Reservoirs remain healthy, but local shortages persist

Despite the groundwater decline, officials stress that Visakhapatnam is not facing an immediate drinking water crisis. The city draws water from the Yeleru reservoir, the Godavari river, the Tatipudi reservoir and the Raiwada reservoir. Carry-over storage from last year’s monsoon has ensured adequate supplies ahead of this year’s peak rainfall season.

Yet groundwater stress is increasingly reflected in the demand for tanker water. According to D. Murali Krishna, Executive Engineer (Water Supply and UGD), GVMC, the Yendada-Madhurawada corridor has grown much faster than planners expected. “The new gated communities comprise between 1,000 and 2,000 dwelling units, and their water requirement has grown much faster than the supporting network,” he said.
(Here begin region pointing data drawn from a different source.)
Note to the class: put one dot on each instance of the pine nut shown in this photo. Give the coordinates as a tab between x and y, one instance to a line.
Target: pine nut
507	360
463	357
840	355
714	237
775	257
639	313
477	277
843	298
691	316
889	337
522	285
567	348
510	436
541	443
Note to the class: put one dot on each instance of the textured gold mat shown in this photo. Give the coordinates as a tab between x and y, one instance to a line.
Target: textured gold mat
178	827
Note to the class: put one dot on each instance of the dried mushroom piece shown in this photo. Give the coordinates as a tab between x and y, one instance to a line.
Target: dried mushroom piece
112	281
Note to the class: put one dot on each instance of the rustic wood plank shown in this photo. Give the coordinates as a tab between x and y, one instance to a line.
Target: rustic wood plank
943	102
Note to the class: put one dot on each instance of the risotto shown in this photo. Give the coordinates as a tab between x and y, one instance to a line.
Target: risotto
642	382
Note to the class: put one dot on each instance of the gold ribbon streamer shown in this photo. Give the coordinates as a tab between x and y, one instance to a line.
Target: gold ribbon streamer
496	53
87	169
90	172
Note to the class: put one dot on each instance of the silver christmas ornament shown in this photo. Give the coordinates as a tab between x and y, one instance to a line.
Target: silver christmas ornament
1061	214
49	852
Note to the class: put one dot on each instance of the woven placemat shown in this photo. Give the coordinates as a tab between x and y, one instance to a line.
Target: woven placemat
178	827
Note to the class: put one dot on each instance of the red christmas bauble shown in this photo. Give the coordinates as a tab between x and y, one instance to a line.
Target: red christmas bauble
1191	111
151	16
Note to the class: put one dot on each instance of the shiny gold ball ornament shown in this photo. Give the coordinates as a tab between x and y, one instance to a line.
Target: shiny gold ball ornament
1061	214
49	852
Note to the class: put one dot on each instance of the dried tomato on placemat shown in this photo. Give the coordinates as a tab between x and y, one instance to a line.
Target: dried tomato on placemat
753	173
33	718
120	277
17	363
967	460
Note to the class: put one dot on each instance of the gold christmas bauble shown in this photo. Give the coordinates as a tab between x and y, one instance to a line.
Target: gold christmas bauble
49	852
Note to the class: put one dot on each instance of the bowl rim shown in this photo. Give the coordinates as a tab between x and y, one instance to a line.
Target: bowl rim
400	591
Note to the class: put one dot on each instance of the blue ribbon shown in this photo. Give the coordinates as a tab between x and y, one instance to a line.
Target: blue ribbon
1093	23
Water tanker demand peaked at 400 to 500 trips a day during the summer before falling to 350 to 400 trips following recent rainfall. Under normal conditions, the city records about 250 tanker trips a day.

Municipal supply itself has remained stable, he said. The shortage arises because many households supplement municipal supply with borewells that dry up during summer. The immediate deficit in the northern suburbs is about 10 million litres a day (MLD).

Mr. Murali Krishna said GVMC was already supplying about 20 MLD to the Yendada-Madhurawada corridor through the existing network. But the rapid growth of large gated communities had created an immediate shortfall of about 10 MLD. To bridge the gap, GVMC has proposed a 65 MLD water supply scheme, designed to meet the projected demand for the next 25 to 30 years.

Planning beyond supply

Officials and experts agree that adding to supply alone will not solve the problem.

“The biggest drawback in Visakhapatnam’s water supply system is the lack of adequate storage,” Mr. Murali Krishna said, advocating for dedicated reservoirs able to store about 5 TMC of drinking water and suggesting that government land could be set aside for the purpose to strengthen the city’s long-term water security. He added that urban services should be built alongside new housing.

The Ground Water Department has also begun work under the State government’s Jaladhara programme, a 100-day action plan to improve groundwater recharge and water security. Ms. Pushpa Latha said 135 villages in Visakhapatnam district, where groundwater levels had fallen beyond 6 metres, had been identified for recharge measures, including 96 rural villages, with departments coordinating the desilting of tanks and other conservation works.

She believes rooftop rainwater harvesting remains the quickest long-term answer. “Although recharge pits are mandatory under GVMC building rules, they are poorly enforced. Only if individual property owners capture the rainwater falling on their own premises can we meaningfully improve groundwater levels,” she said.

Krishnamurthy Somayajula, a Visakhapatnam-based consultant engineer specialising in infrastructure and fire safety, said civic services had not kept pace with the city’s vertical growth. “Bulk water pipelines, sewerage networks and drainage systems require periodic inspection and maintenance. Large gated communities should also undergo periodic infrastructure audits to ensure that water supply, drainage and other essential services remain adequate as residential development continues to expand,” he said.

For a city whose skyline continues to rise, the challenge now lies beneath the surface. Experts say Visakhapatnam’s long-term water security will depend not merely on finding new water sources, but on protecting groundwater through better planning, widespread rainwater harvesting, adequate storage and services that grow in step with the city.